Once she was there, she changed her mind about the admission. She was detained under Sec.5(2) and a request was made for her to be detained under Sec.2 MHA. Because of my close involvement in her treatment on a voluntary basis, as well as the fact that she was essentially a work colleague, I arranged for a social worker with no association with her to undertake the assessment, and she was detained under Sec.2.

She remained in hospital for several weeks. Her mood improved. She acknowledged that she had an alcohol problem. She agreed to take antabuse as a means of controlling her alcohol consumption. It was agreed to give her a trial dose. As a routine measure, she was breathalysed immediately before. She tested positive as over the limit. She was still drinking, even on the ward, even as she was about to start antabuse.
A specialist alcohol treatment centre was sourced, and she agreed to go there. This involved residential stays as well as outpatient appointments over many months. As the centre undertook complete care management, I did not see her again.

But a year or so later, I heard that she was working, as a social worker, for the neighbouring local authority.

Joan was 20 years old. She was two years through a course training to be an occupational therapist when she made a very serious attempt to kill herself. She had cut her wrists as well as mutilating her body with a knife, and nearly died before she was found by her flat mate. She spent a couple of months in hospital, which meant that she had missed too much of her final year to catch up.

I liaised with the college. She had been a good student, and they were keen for her to complete the course, providing her mental health was good enough. As her care coordinator, I worked with her through her recovery from depression. We also worked on the issues from her earlier life that had led to this extreme act. She responded well to treatment. By the end of the academic year I was able to reassure her tutor that Joan was well enough to be able to retake her final year. As this was in another part of the country, I did not have any further professional involvement with her, although I did hear that she had passed her course.

A couple of years later I happened to be visiting a psychiatric hospital in a neighbouring county, and was taken by a colleague to the staff canteen. Joan was there. She had a job as a psychiatric OT.
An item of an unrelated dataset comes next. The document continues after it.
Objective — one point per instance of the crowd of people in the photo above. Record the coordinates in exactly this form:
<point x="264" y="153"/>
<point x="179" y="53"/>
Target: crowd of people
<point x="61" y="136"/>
John was working as a qualified social worker in a voluntary agency working with young people leaving care when he had his first episode of bipolar affective disorder. I first met him while he was an inpatient. He had been on a short term contract, and it had ended. He was very despondent, because he believed that, with a diagnosis of bipolar affective disorder, he would never get another job as a social worker again.

I tried to reassure him. I talked to him about the legal requirement on prospective employers not to discriminate on the grounds of his mental illness. I gave him some case histories. I encouraged him to come clean on his applications about his medical history when the time came, but to point out that these experiences could enhance his practice as a social worker. The session appeared to go well, and he left in a more positive frame of mind.

So what was the outcome for John? Well, not all my stories have sad endings. John did get a job as a social worker in a local authority. And to the best of my knowledge, he is still in employment, despite, or possibly even because of, his bipolar affective disorder.